Safety on ice can’t be emphasized enough, he said, noting two fishermen died this winter after they fell through the ice.
Average water temp 32
Pleasant Lake’s average water temperature in the winter is 32 degrees. Nevertheless, bass, crappie, Northern white perch, yellow perch and perch still bite.
Even largemouth and smallmouth bass?
“Absolutely. They actually do,” Stroud said. “The best day we ever had was when we had 42 flags go up and we caught over 30 bass.”
Strangely enough, rising barometric pressure affects those gamefish under the ice as much as it does anywhere else after the passage of a cold front, he said.
“Things that affect fish in open water still affects them in the wintertime. I’ve had days spent out there where I’ve caught only one or two post-cold front,” he said.
His personal best largemouth bass while ice fishing was in the 4-pound range the winter of 2020-21. He has lifted 3- to 4-pound class smallies, too, through the hole in the ice.
When Stroud targets bass, he looks for rocks and grass shallower water, 4- to 7-foot deep.
As for the crappie, known as sac-a-lait in South Louisiana, he said about Pleasant Lake, “Ah, it’s loaded with crappie. There’s no limit on them. They’re considered an invasive species. You can catch as many as you want.”
Maine Department of Inland Fisheries and Wildlife ice fishing rules limit a single fisherman to fishing no more than five holes at once. Stroud often fishes four holes with traps and one hole with the jig rod.
Stroud, who strictly fishes with live minnows, usually drills holes 10 to 15 yards apart at different depths. Whatever depth yields the most bites is the depth he concentrates on.
“Today everything was in deep holes. I didn’t get anything shallow,” he said a few hours after that Wednesday trip. He caught eight fish in 10- to 14-feet depths.
While some ice fishermen use marine electronics, even the old flashers, Stroud relies on a 2-ounce that clips onto the hook and lowers it to the bottom, then measures the depth on the line. The key is to fish a minnow 1- to 2-feet off the bottom.
He uses a propane-powered auger to drill the hole with a 10-inch circumference.
Catches, releases bass
Stroud said he practices catch and release with bass and pickerel but keeps white perch and crappie.
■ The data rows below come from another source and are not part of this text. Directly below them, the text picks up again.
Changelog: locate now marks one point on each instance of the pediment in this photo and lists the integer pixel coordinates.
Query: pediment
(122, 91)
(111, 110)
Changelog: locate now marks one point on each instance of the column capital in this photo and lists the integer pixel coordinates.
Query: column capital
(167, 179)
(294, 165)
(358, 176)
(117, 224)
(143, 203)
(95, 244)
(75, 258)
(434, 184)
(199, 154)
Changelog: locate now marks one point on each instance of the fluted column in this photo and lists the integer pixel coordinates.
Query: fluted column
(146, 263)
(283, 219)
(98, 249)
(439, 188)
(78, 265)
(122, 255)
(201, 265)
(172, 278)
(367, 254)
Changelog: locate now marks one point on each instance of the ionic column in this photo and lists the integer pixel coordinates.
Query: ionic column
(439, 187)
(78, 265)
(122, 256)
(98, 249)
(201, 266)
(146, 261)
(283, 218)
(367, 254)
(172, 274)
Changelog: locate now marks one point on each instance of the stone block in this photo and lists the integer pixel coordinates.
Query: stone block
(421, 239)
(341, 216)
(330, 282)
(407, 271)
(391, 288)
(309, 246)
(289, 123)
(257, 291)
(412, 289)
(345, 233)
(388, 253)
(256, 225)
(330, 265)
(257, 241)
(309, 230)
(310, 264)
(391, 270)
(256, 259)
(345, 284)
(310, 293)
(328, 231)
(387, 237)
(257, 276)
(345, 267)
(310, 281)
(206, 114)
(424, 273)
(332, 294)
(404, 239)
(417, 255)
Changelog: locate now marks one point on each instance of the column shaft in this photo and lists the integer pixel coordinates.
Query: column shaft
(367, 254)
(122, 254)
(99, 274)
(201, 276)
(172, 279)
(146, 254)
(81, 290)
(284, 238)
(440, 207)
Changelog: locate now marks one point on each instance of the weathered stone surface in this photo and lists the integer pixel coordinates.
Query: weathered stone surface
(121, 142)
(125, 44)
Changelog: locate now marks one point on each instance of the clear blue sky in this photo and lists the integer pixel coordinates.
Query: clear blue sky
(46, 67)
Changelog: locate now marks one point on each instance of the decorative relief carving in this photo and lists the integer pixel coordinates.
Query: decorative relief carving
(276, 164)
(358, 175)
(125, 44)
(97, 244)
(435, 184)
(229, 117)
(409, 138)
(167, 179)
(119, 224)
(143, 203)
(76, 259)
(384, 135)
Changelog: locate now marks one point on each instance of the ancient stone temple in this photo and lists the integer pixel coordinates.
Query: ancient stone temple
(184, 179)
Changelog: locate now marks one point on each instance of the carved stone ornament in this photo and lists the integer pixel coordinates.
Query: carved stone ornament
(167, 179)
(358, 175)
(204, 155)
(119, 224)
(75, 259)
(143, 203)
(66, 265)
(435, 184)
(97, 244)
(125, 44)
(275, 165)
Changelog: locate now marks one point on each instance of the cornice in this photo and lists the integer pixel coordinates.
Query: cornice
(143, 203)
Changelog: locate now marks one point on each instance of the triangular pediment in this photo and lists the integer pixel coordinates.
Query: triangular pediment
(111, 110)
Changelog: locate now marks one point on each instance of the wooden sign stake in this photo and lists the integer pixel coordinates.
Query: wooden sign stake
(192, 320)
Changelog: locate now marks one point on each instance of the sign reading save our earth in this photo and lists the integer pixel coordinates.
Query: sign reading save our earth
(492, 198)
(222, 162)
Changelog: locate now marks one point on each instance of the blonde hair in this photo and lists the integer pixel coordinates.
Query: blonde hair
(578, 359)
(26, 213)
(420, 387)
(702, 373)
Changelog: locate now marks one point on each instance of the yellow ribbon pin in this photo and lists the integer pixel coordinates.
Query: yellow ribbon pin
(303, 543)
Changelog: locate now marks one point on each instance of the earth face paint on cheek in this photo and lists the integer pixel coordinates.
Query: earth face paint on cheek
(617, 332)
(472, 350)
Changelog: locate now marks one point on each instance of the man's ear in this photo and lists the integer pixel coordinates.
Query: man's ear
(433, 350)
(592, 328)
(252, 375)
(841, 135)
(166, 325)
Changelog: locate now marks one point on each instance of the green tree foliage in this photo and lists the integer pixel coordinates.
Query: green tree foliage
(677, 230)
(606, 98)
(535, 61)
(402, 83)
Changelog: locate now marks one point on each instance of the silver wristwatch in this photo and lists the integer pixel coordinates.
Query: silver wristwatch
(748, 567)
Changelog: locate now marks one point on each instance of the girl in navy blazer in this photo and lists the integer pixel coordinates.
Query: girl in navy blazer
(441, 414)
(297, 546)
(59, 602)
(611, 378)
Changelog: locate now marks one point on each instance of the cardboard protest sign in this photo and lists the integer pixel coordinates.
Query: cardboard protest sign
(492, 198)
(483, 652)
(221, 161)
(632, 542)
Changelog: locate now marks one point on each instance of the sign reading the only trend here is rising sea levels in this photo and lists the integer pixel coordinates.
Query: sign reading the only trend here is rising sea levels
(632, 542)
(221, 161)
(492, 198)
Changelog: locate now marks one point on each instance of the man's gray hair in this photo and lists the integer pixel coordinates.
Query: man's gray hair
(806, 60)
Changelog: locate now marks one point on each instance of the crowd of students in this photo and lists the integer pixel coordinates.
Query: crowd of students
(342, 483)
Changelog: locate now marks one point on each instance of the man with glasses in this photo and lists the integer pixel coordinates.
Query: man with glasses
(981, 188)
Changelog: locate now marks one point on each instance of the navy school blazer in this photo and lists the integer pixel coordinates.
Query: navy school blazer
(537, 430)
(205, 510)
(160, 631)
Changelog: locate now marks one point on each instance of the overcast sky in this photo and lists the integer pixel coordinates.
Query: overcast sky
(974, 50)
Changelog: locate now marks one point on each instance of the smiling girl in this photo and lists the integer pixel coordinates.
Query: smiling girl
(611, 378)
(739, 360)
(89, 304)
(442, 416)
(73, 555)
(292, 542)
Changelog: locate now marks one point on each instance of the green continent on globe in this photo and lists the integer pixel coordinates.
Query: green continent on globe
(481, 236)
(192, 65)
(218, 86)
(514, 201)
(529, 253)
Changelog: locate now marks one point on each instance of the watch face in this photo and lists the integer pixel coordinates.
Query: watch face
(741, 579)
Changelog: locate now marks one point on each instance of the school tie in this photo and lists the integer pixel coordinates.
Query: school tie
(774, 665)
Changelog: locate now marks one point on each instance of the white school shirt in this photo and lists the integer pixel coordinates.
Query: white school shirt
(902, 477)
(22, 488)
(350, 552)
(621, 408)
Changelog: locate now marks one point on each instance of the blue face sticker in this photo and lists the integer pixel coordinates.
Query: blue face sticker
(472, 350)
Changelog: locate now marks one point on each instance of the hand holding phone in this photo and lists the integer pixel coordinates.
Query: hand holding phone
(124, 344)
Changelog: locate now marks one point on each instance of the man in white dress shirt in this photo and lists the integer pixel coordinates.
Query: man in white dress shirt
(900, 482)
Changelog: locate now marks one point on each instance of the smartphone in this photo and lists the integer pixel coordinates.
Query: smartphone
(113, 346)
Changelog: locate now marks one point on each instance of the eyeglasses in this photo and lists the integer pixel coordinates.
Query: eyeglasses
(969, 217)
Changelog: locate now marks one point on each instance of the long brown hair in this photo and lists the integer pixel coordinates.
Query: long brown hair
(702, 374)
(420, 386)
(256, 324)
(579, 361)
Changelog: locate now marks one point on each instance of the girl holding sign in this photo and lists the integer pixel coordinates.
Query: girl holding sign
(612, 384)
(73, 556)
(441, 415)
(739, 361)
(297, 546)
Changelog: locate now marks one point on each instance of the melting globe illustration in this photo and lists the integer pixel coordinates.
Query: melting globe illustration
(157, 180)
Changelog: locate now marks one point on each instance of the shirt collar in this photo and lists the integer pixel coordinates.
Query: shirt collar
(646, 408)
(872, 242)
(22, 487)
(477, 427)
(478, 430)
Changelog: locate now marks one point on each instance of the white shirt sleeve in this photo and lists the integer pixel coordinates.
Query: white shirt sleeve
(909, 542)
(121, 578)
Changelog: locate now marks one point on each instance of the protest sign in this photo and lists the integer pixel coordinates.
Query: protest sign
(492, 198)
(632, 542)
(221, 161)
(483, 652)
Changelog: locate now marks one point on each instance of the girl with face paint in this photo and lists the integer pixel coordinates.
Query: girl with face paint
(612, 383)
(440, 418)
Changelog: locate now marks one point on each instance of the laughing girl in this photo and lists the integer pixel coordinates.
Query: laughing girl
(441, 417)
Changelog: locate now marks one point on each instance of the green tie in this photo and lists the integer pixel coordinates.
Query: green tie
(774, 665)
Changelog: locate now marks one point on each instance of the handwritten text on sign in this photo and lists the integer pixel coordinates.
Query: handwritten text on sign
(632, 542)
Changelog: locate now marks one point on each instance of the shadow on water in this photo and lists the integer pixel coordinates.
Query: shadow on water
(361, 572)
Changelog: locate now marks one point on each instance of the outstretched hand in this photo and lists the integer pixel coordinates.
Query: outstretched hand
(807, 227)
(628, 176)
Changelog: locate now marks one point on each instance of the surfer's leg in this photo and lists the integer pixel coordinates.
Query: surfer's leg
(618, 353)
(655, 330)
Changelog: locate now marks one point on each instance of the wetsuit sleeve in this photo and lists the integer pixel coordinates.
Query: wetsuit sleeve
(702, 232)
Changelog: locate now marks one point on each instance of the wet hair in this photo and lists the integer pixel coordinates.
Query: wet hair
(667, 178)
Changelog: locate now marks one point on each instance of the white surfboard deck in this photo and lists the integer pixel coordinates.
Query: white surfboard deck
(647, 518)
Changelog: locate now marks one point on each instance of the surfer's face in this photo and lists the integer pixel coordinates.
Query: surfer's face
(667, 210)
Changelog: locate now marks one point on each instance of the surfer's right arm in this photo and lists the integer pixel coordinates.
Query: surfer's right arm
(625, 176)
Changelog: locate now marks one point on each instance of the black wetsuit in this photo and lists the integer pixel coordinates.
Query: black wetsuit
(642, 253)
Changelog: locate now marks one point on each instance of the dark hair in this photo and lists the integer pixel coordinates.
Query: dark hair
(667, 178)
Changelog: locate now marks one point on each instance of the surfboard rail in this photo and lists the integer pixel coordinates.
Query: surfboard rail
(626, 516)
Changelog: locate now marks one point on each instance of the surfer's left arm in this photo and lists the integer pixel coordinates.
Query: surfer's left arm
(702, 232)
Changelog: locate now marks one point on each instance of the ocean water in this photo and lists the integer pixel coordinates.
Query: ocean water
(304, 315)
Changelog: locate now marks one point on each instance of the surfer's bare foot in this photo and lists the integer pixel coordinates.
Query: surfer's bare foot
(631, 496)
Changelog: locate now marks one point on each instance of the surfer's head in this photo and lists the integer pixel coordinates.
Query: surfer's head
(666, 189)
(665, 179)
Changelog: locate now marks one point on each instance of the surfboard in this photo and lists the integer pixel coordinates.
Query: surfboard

“That white perch is as good as a crappie,” he said.
Ice fishing’s days are numbered. “Ice out,” the disappearance of ice from the surface as a result of thawing, usually occurs in mid- to late-April. So Stroud will have the opportunity to make a few more ice fishing trips when he returns from his visit to New Iberia and South Louisiana in early March.
After that, it’ll be time to roll the boat lift back into the water in front of his house, get his 21-foot Ranger powered by a 250-h.p. Evinrude G2 ready for its long stay on the lake and also prep his aluminum Vexus, which he uses as a “travel” boat to his favorite smallmouth bass lakes and rivers in the Northeast.
Then he’ll be ready to check his fishin’ holes again in the winter of 2023-24.